As discussed before, Bernoulli Random Variables $X \sim \textbf{Bern}(p)$ has a probability $p$ of turning up $1$ and $1-p$ of turning up $0$.

For succintness, we can rewrite the probability mass function as:
$$f(x;p) = p^x (1-p)^{1-x}$$

Deciphering this, we see that if $x=1$, the probability is $p$; if $x=0$, the probability is $1-p$.

<ins>Example 1: Biased coin toss</ins>

Assume we have 100 tosses of a biased coin, and we are trying to estimate the probability $p$ of the coin turning up $H$. We have $68 H$. How do we estimate the probability $p$? We can use an MLE approach:
$$L(x;p) = \prod_{i=1}^{100} p^{x_i} (1-p)^{1-x_i}$$
$$\ln{L(x;p)} = \sum_{i=1}^{100} x_i\ln{p} + (1-x_i)\ln{(1-p)}$$

We have recovered the Log-Likehood function, by definition, the Log-Loss function:
$$\ln{\text{Loss}} = -\frac{1}{100} \sum_{i=1}^{100} x_i\ln{p} + (1-x_i)\ln{(1-p)}$$

It is quite easy now to rewrite the Log-Likelihood function as:
$$\ln{L(x;p)} = 68 \ln{p} + 32 \ln{(1-p)}$$
$$\implies \frac{\partial \ln{L(x;p)}}{\partial p} = \frac{68}{p} - \frac{32}{1-p} = 0 \implies p = \frac{17}{25}$$

The significance of the Log-Loss function is for classification tasks. Assume that we have two types of images: dog and not-dog. The classifier is trying to identify whether an image is a dog or not.
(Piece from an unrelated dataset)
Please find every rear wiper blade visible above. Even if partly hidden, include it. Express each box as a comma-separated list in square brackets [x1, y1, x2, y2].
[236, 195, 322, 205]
Hence, this problem is identical to estimating the probability an image is a dog $(H)$ or  not a dog $(T)$-- a Bernoulli random variable.

### Least squares - Mean Squared Error Loss Function

As we saw in regression type problems, the mean squared error:
$$L = \frac{1}{n} \sum_{i=1}^n (y_i - \hat{y_i})^2=\frac{1}{n} \sum_{i=1}^n (y_i - \beta x_i)^2$$

However, to think of the mean squared error loss function in terms of a MLE-type problem, we can write out the original regression equation:
$$\hat{y} = \beta x + \epsilon$$

Assume that $\epsilon \sim N(0, \sigma^2)$, hence $y - \beta x \sim N(0, \sigma^2)$. If we have $n$ data points and we were to fit a gaussian likelihood function of $\mu=0$ and $\sigma$, then the likelihood function can be written as:
$$L(x; \beta, \sigma) = \prod_{i=1}^n \frac{1}{\sqrt{2 \pi \sigma^2}}\exp{-\frac{(y_i - \beta x_i)^2}{2\sigma^2}}$$
$$\implies \ln{L(x; \beta, \sigma)} = \sum_{i=1}^n -\ln{\sigma} - \frac{(y_i - \beta x_i)^2}{2\sigma^2}$$
After $\arg \max_{\beta, \sigma}$:
$$\beta = \frac{\sum_{i=1}^n x_i y_i}{\sum_{i=1}^n x_i x_i}$$
$$\sigma^2 = \frac{\sum_{i=1}^n x_i^2}{n}$$

Note that when we are differentiating $\frac{\partial \ln L}{\partial \beta}$, the optimization only depends on the 2nd term $\sum_{i=1}^n \frac{1}{2} (y_i - \beta x_i)^2$ (since $\sigma^2$ is always >0, we can drop that). Therefore, we have shown that maximizing the log-likelihood, with the assumption that the error term $\epsilon \sim N(0, \sigma^2)$, is the same as minimizing the mean-squared error.